Def: A polynomial f(x) with coefficients in Q (the rationals) is called a "numerical polynomial" if for all integers n, f(n) is an integer also.

I have to use induction to prove that for k > 0

that the function f(x) := (1/k!)*x*(x-1)...(x-k+1) is a numerical polynomial

I checked that this is true for k=1, but to be honest I'm not even sure what the dot dot dot means. If k=5 for say, I interpreted the dot dot dot as (1/5!)*x*(x-1)*(x-2)*(x-3)*(x-4). Is this the correct interpretation? If so it is indeed true for k=1, but nonetheless I don't know how to show that it is true for k+1.

Thanks so much.

P.S My professor sucks and it is really discouraging as a recently declared math major. So I will be on here often! Loves.

2. Originally Posted by Zero266
Def: A polynomial f(x) with coefficients in Q (the rationals) is called a "numerical polynomial" if for all integers n, f(n) is an integer also.

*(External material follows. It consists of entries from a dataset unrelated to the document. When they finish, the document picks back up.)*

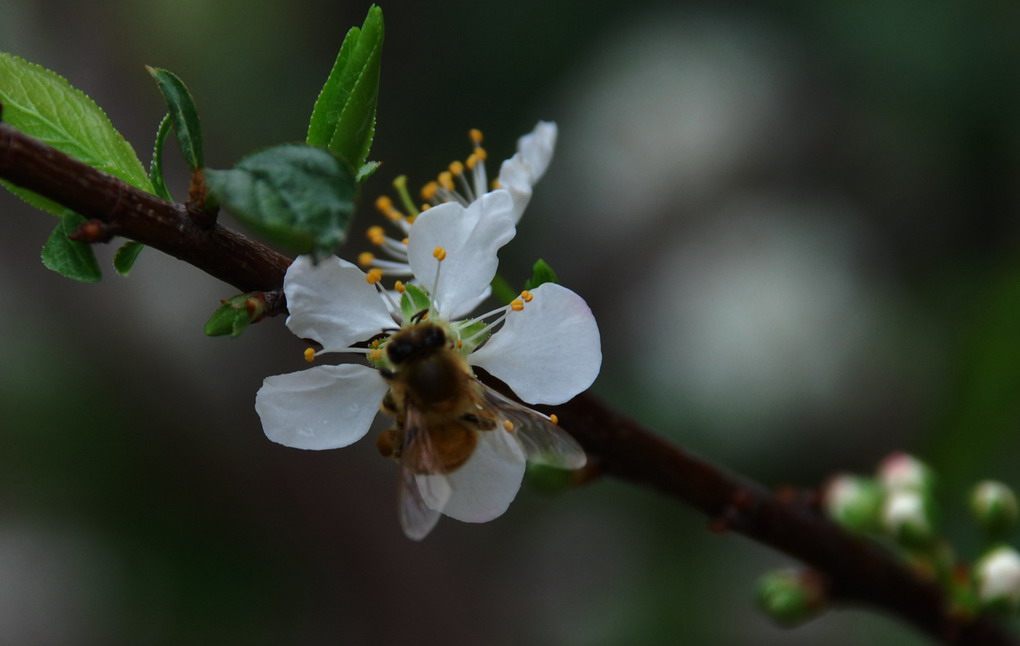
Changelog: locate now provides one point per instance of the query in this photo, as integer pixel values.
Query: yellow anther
(384, 203)
(375, 235)
(446, 180)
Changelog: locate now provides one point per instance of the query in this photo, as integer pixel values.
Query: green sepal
(789, 597)
(183, 113)
(69, 257)
(344, 116)
(541, 274)
(549, 480)
(235, 314)
(43, 104)
(502, 290)
(299, 196)
(124, 257)
(156, 165)
(413, 300)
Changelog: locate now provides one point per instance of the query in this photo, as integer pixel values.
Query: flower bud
(791, 597)
(995, 506)
(854, 502)
(900, 470)
(998, 577)
(908, 516)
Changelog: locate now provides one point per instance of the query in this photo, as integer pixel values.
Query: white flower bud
(900, 470)
(998, 576)
(907, 516)
(995, 506)
(854, 502)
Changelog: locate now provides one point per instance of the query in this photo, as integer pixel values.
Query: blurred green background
(797, 225)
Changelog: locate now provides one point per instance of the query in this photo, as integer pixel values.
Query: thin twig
(854, 569)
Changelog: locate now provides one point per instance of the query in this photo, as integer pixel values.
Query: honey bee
(442, 411)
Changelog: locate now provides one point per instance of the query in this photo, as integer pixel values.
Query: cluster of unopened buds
(462, 446)
(897, 505)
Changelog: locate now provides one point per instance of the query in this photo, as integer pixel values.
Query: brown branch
(855, 569)
(173, 229)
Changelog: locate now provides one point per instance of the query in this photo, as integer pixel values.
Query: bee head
(418, 340)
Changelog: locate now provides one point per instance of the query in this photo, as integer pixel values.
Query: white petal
(333, 303)
(323, 407)
(469, 306)
(519, 174)
(548, 352)
(470, 237)
(537, 148)
(489, 481)
(515, 177)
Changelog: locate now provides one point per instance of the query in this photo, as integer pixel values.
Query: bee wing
(543, 441)
(421, 496)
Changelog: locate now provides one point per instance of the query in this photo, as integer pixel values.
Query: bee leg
(389, 404)
(388, 443)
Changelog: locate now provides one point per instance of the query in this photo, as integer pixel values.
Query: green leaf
(124, 258)
(413, 300)
(367, 170)
(156, 165)
(541, 274)
(184, 114)
(235, 314)
(344, 116)
(69, 257)
(297, 195)
(44, 105)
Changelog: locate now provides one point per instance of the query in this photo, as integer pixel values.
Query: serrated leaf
(43, 104)
(344, 116)
(124, 258)
(156, 165)
(297, 195)
(184, 114)
(69, 257)
(541, 272)
(367, 170)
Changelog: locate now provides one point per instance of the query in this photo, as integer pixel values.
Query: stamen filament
(405, 198)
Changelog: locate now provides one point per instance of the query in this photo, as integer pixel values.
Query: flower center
(462, 182)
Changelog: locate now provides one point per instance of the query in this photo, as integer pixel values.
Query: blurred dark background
(797, 225)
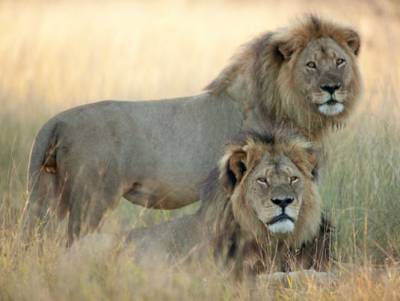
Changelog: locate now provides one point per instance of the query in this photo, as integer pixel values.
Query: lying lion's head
(271, 186)
(306, 74)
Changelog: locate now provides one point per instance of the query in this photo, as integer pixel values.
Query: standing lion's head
(306, 74)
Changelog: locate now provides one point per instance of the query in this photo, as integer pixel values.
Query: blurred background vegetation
(58, 54)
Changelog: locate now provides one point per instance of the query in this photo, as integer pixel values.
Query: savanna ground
(58, 54)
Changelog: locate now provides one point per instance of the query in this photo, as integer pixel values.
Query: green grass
(54, 56)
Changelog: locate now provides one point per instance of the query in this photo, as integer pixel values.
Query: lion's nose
(330, 88)
(282, 202)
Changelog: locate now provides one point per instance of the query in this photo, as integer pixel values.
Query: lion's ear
(232, 168)
(353, 40)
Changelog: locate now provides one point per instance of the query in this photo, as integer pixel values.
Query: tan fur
(157, 153)
(232, 228)
(262, 74)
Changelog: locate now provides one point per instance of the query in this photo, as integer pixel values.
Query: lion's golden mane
(261, 74)
(244, 244)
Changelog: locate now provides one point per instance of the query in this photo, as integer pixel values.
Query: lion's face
(275, 189)
(324, 75)
(270, 183)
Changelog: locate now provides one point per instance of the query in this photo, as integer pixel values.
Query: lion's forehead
(323, 48)
(275, 165)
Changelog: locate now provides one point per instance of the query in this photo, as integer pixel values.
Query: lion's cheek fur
(246, 217)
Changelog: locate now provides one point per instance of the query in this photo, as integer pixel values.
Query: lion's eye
(293, 179)
(262, 181)
(311, 65)
(340, 62)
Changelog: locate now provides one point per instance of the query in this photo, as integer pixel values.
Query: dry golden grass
(57, 54)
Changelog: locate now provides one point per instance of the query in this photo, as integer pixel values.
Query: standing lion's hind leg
(89, 201)
(42, 200)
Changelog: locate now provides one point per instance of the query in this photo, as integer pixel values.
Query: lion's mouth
(332, 107)
(331, 102)
(279, 218)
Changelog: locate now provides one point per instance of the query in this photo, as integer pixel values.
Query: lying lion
(156, 153)
(260, 212)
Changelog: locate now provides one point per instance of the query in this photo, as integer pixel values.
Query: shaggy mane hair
(262, 72)
(239, 240)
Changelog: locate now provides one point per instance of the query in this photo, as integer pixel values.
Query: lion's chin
(281, 227)
(331, 109)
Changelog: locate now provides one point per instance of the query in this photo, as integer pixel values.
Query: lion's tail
(42, 172)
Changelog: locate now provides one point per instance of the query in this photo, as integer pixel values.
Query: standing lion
(156, 153)
(261, 211)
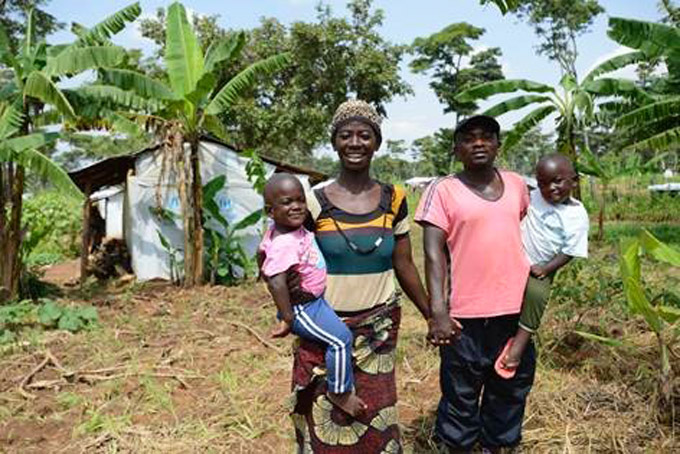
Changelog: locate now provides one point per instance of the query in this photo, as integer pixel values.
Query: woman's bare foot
(348, 401)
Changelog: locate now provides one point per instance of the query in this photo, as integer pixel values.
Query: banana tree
(574, 103)
(660, 312)
(653, 126)
(179, 112)
(609, 167)
(36, 69)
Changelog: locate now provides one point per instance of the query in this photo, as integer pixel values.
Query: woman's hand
(283, 329)
(442, 330)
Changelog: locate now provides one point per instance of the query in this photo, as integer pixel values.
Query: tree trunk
(600, 219)
(182, 166)
(85, 237)
(197, 200)
(11, 231)
(4, 236)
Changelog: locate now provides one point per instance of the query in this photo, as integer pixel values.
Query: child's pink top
(296, 249)
(489, 269)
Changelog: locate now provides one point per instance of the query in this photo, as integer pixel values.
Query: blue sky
(420, 114)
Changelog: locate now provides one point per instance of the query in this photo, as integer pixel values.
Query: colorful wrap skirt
(320, 427)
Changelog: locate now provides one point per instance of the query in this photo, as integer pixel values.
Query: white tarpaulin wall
(237, 200)
(110, 204)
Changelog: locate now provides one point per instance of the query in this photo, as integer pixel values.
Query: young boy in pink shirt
(471, 224)
(287, 245)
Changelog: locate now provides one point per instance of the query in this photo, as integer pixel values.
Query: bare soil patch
(175, 371)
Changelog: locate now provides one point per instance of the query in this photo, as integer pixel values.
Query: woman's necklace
(352, 245)
(355, 247)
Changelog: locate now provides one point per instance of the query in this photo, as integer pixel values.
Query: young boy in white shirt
(554, 231)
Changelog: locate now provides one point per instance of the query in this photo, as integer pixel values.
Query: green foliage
(175, 262)
(331, 59)
(60, 218)
(13, 19)
(504, 6)
(523, 157)
(558, 23)
(659, 311)
(655, 125)
(255, 171)
(226, 258)
(435, 153)
(442, 54)
(46, 314)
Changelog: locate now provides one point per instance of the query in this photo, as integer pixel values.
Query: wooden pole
(85, 236)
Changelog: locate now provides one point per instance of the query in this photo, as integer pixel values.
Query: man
(474, 218)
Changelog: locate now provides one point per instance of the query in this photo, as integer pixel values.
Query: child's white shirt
(548, 229)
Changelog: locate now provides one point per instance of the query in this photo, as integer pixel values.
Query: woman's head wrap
(356, 110)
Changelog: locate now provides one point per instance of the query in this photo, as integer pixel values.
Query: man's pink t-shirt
(295, 249)
(489, 269)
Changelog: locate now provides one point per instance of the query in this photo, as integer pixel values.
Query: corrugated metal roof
(112, 171)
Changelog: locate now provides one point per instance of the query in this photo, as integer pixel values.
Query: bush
(46, 315)
(60, 218)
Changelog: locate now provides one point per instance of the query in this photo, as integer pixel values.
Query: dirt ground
(176, 371)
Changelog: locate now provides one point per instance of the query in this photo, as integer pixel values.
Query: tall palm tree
(36, 69)
(656, 125)
(574, 102)
(179, 112)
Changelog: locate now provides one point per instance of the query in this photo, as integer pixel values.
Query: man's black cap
(485, 122)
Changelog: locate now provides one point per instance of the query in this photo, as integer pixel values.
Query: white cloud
(626, 73)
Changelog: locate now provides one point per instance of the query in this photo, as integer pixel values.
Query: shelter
(127, 190)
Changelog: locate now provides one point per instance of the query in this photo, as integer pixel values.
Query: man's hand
(538, 272)
(282, 329)
(442, 330)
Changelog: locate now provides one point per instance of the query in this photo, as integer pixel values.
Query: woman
(362, 230)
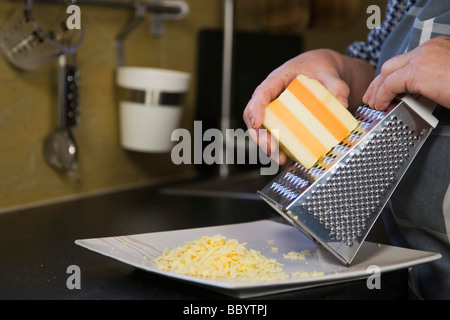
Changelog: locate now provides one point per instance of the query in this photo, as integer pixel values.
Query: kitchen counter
(37, 246)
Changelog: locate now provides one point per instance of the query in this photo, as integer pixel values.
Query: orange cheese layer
(310, 120)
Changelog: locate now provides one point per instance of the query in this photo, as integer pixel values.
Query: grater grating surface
(337, 201)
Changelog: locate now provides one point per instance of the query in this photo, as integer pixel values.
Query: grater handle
(423, 107)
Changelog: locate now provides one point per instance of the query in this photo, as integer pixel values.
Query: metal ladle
(60, 148)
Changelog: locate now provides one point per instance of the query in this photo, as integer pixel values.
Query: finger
(268, 144)
(373, 90)
(265, 93)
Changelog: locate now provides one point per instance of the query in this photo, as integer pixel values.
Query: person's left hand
(424, 70)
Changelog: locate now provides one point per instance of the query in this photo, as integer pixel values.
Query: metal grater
(337, 201)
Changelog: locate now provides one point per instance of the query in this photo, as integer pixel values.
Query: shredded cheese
(216, 257)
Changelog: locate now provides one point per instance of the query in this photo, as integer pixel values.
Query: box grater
(337, 201)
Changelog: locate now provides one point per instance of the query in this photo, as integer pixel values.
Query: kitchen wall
(28, 101)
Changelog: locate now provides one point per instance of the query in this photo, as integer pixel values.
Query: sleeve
(370, 50)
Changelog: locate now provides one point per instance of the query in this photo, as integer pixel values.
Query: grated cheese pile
(216, 257)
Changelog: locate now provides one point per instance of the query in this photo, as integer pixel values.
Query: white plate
(139, 250)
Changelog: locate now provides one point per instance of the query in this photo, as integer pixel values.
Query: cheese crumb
(218, 258)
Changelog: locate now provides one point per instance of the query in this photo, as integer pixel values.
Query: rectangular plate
(139, 250)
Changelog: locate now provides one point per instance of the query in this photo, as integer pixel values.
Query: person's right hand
(326, 66)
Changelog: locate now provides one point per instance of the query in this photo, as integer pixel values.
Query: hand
(423, 70)
(328, 67)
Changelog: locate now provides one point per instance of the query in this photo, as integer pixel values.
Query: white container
(150, 107)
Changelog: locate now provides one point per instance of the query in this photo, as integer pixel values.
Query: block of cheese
(309, 119)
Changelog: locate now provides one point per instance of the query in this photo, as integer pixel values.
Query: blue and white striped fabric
(418, 215)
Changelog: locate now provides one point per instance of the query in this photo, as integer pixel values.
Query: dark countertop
(37, 246)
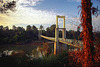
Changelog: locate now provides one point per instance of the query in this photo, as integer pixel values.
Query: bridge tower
(57, 47)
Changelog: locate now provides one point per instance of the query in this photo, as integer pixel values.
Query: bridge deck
(71, 42)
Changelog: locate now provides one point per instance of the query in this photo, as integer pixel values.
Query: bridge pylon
(57, 46)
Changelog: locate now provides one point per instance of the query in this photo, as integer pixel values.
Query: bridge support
(57, 46)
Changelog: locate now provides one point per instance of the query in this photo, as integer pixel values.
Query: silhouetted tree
(7, 5)
(87, 33)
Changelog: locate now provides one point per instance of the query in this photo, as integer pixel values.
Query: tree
(87, 33)
(41, 27)
(28, 28)
(14, 27)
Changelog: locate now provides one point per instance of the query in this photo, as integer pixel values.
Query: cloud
(74, 0)
(29, 16)
(30, 2)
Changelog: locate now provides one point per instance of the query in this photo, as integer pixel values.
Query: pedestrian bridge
(63, 40)
(70, 42)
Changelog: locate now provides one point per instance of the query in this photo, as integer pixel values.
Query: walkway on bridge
(70, 42)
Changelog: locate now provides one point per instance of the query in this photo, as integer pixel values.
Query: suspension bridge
(57, 46)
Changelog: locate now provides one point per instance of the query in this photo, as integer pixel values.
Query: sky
(43, 12)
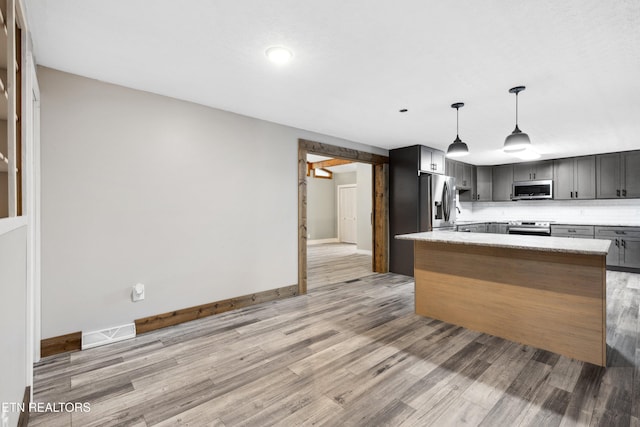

I have to use induction to prove that for k > 0

that the function f(x) := (1/k!)*x*(x-1)...(x-k+1) is a numerical polynomial

I checked that this is true for k=1, but to be honest I'm not even sure what the dot dot dot means. If k=5 for say, I interpreted the dot dot dot as (1/5!)*x*(x-1)*(x-2)*(x-3)*(x-4). Is this the correct interpretation? If so it is indeed true for k=1, but nonetheless I don't know how to show that it is true for k+1.

Thanks so much.

P.S My professor sucks and it is really discouraging as a recently declared math major. So I will be on here often! Loves.

Hi Zero266,

This is what I have so far, if this is not enough to help, you may need to wait for someone more knowledgeable.

If you checked the n=1 case, then you will need to assume that the n=k case is true. From there you should be able to prove that the n=k+1 case is true. (This is normally how the induction method works)

Assume $f_k(x) = \frac{1}{k!}*x*(x-1)...(x-k+1)$ is a numerical polynomial. Then
$f_{k+1}(x)=\frac{1}{k+1!}*x*(x-1)...(x-k+1)*(x-(k+1)+1)$
$=\left[\frac{1}{k!}*x*(x-1)...(x-k+1)\right]*\left[\frac{1}{k+1}(x-(k+1)+1)\right]$
=...

Now use the fact that $f_k(x)$ is a numerical polynomial. You should be able to concentrate on the factor $\left[ \frac{1}{k+1}(x-(k+1)+1)\right]$.

3. Thanks a lot. But was my interpretation of the ... correct? I'm really bad at reading math. =/ But thanks so much, I do see the light for this one.

4. Originally Posted by Zero266
Thanks a lot. But was my interpretation of the ... correct? I'm really bad at reading math. =/ But thanks so much, I do see the light for this one.
I agree with you on that.

5. Okay I'm having A LOT of difficulty with this problem. The part you suggested I focus on turned out that it is not numerical for all k which is clear if you plug some values for the free variable , x. SO i tried to take the proof in a different direction, and I discovered that that function, f_k (x) turns out to be the binomial coefficients,which was really surprising. But I have no clue what to do. A full proof would really be appreciated since i sweated this one long enough. Thanks!